11th General Secretary of the South African Communist Party
- In office 1991–1993
- Preceded by: Joe Slovo
- Succeeded by: Charles Nqakula

Chief of Staff of Umkhonto we Sizwe
- In office 1987–1992
- President: Oliver Tambo; Nelson Mandela;
- Preceded by: Joe Slovo; Keith Mokoape (acting);
- Succeeded by: Siphiwe Nyanda

Personal details
- Born: Martin Thembisile Hani 28 June 1942 Sabalele Village, Cofimvaba, South Africa
- Died: 10 April 1993 (aged 50) Boksburg, South Africa
- Cause of death: Assassination
- Party: South African Communist Party
- Other political affiliations: African National Congress (Tripartite Alliance)
- Spouse: Limpho Hani ​(m. 1973)​
- Children: Lindiwe Hani Neo Hani Nomakwhezi Hani
- Occupation: Revolutionary; politician; military veteran; activist;
- Civilian awards: Star of South Africa SSAG
- Nickname: Chris

Military service
- Allegiance: Umkhonto We Sizwe; Soviet Union (1963); Zambia (1967);
- Branch/service: Zimbabwe People's Revolutionary Army
- Years of service: 1962–1992
- Rank: Commander; Political commissar (1967);
- Battles/wars: Rhodesian Bush War
- Military awards: Star for Bravery SBS Conspicuous Leadership Star CLS Decoration for Merit DMG

= Chris Hani =

South African revolutionary and anti-apartheid activist (1942–1993)

Chris Hani (28 June 1942 – 10 April 1993; born Martin Thembisile Hani ) was a South African military commander, politician and revolutionary.

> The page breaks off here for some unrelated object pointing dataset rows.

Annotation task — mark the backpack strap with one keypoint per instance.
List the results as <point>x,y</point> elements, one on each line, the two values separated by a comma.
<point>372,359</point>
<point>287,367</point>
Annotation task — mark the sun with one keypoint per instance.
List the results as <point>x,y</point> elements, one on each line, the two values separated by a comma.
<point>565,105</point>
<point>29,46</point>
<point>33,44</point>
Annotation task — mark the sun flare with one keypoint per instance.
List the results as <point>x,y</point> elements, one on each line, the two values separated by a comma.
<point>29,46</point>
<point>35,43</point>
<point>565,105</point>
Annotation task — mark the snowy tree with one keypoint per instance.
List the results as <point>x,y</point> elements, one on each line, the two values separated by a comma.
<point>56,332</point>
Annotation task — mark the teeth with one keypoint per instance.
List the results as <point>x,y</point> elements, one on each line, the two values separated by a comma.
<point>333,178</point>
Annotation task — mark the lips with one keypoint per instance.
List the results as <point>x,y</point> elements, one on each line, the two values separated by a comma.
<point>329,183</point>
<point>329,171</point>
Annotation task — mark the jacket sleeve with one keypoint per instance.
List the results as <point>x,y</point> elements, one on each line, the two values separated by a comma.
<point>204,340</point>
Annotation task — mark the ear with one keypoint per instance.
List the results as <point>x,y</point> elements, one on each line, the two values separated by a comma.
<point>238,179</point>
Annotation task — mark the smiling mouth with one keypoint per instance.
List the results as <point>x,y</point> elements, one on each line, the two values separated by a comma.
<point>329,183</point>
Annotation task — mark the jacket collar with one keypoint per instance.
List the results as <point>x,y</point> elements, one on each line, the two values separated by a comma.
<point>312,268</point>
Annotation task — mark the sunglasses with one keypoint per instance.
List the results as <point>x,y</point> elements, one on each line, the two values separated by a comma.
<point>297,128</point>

He served as the leader of the South African Communist Party (SACP) and chief of staff of uMkhonto we Sizwe (MK), the former armed wing of the African National Congress (ANC). He was a fierce opponent of apartheid, and was assassinated by Janusz Waluś, a Polish immigrant and sympathiser of the Conservative opposition on 10 April 1993, during the unrest preceding the transition to democracy.

==Early life and education ==
Martin Thembisile Hani was born on 28 June 1942 in the Xhosa village in Cofimvaba, Transkei. His father, Gilbert Hani, was a mine union worker and political activist who left the country to go into exile in 1962 and returned to South Africa in 1991. His mother, Mary Hani, had never attended school. Chris was the fifth of six children.

He attended Lovedale school in 1957, to finish his last two years. He twice finished two school grades in a single year. When Hani was 12 years old, after hearing his father's explanations about apartheid and the African National Congress (ANC), he wished to join the ANC but was still too young to be accepted. In Lovedale school, Hani joined the ANC Youth League when he was 15 years old, even though political activities were not allowed at black schools under apartheid. He influenced other students to join the ANC. Hani was first involved with the Unity movement, before being influenced to align with the ANC due to the activism of the party concerning mass struggles. Writers such as Govan Mbeki played a critical role in his political conversion.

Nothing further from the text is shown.